Bandung, Beritafakta.id — Sekolah Pengembangan Profesi Kepolisian (SPPK) Angkatan ke-2 Tahun Anggaran 2025 menggelar kegiatan Pengamatan Lapangan Organization Health Audit (OHA) dan Environmental Scanning (ES) sebagai bagian dari rangkaian Management Course (MC) Level III. Kegiatan berlangsung dua hari, Kamis–Jumat (25–26/9/2025), di Polda Banten, Polda Jawa Tengah, dan Polda Jawa Timur dengan tema “Peran Unsur Pendukung Guna Menyukseskan Program Presisi dalam Rangka Tercapainya Tugas Pokok Polri.”
MC Level III merupakan pelatihan tingkat menengah yang dirancang untuk meningkatkan kemampuan manajerial perwira Polri. Fokus pelatihan ini adalah menghubungkan kebijakan strategis pimpinan dengan implementasi teknis di lapangan melalui pola pikir sistematis, analitis, serta kolaboratif.
Pelatihan ini juga merupakan kelanjutan dari tahapan sebelumnya yang digelar 22–24 September 2025. Pada tahap awal, peserta telah dibekali keterampilan analisis strategis, perencanaan strategis, hingga manajemen strategis. Analisis tersebut meliputi OHA untuk menilai kekuatan dan kelemahan organisasi, serta ES guna mengkaji faktor eksternal yang memengaruhi organisasi.
Dalam sambutannya yang dibacakan oleh masing-masing Ketua Tim, Kasespim Lemdiklat Polri, Irjen Pol.
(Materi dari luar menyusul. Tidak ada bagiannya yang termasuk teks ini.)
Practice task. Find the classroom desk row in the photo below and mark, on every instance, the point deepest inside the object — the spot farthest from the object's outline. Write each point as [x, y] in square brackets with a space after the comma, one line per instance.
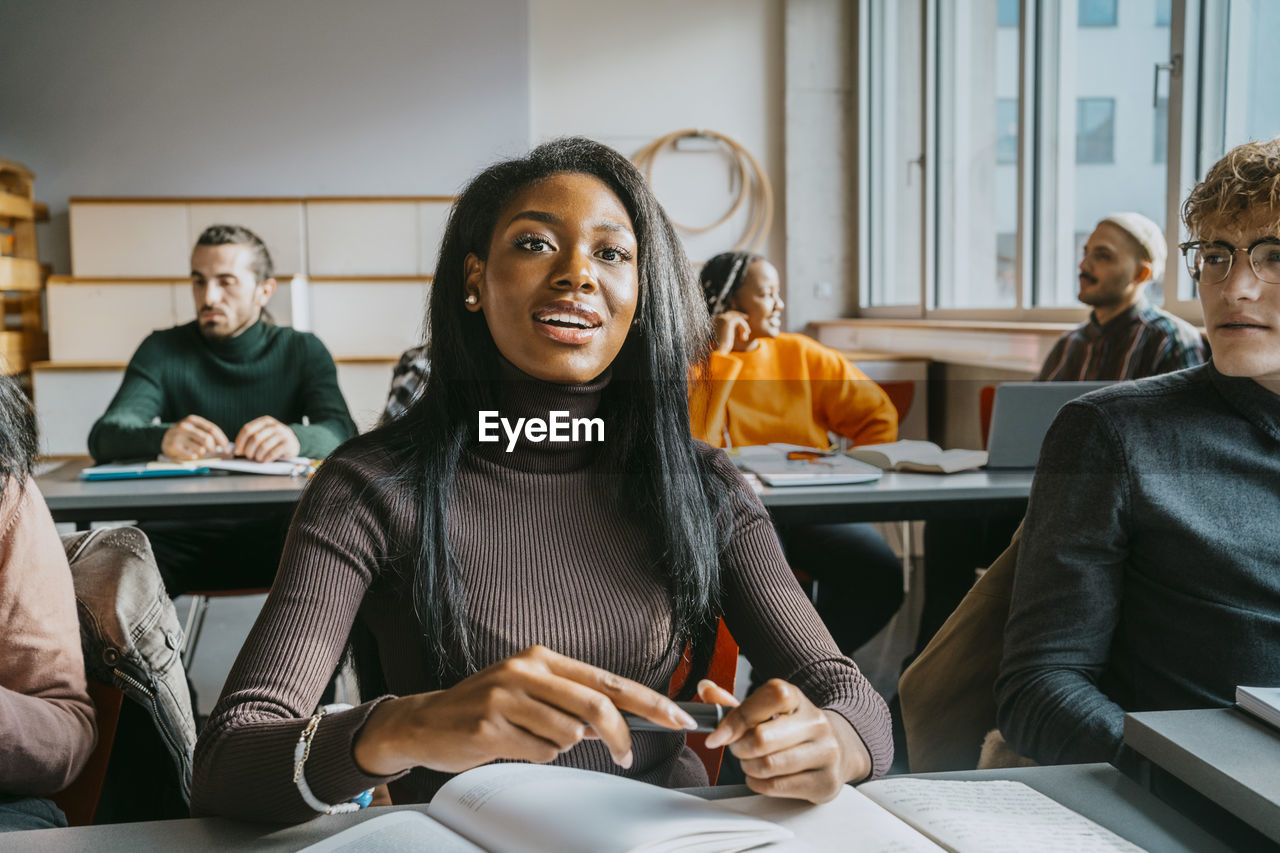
[895, 497]
[1223, 757]
[1098, 792]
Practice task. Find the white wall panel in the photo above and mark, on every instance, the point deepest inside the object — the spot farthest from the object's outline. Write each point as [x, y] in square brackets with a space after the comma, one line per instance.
[432, 218]
[67, 405]
[365, 386]
[368, 318]
[362, 238]
[105, 322]
[129, 240]
[279, 224]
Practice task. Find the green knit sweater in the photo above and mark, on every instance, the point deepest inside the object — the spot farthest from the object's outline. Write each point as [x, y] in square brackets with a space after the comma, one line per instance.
[265, 370]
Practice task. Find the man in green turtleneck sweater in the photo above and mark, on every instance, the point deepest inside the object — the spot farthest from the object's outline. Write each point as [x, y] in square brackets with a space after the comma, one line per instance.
[228, 382]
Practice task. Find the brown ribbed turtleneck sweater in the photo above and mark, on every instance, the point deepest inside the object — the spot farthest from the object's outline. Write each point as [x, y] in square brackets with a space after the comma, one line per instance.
[551, 552]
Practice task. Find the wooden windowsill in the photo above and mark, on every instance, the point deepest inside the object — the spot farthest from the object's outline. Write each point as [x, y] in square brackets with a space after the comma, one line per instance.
[954, 325]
Daniel Tahi Monang Silitonga, S.H., M.A., menekankan pentingnya pembentukan karakter presisi bagi peserta didik SPPK.
“Diharapkan dengan dilaksanakannya Management Training Course Level III dapat membentuk karakter dan profil peserta didik yang bermoral, prediktif, responsibilitas, transparansi, dan berkeadilan,” tegasnya.
Lebih lanjut, Irjen Daniel juga menekankan manfaat praktis dari pelatihan ini.
“Kegiatan ini akan memberikan manfaat, yaitu peserta didik memiliki kemampuan bekerja dalam suatu kelompok tim, mampu memecahkan masalah yang dihadapi, membangun tim yang solid, menyelesaikan konflik, serta mampu mengatasi berbagai persoalan organisasi secara efektif,” tambahnya.
Melalui rangkaian pelatihan ini, peserta didik SPPK Angkatan ke-2 diharapkan mampu menjawab tantangan organisasi di era VUCA (Volatility, Uncertainty, Complexity, Ambiguity), digitalisasi, dan globalisasi. Sekaligus memperkuat peran Polri dalam mewujudkan visi besar Polri yang Presisi (Prediktif, Responsibilitas, Transparansi, dan Berkeadilan).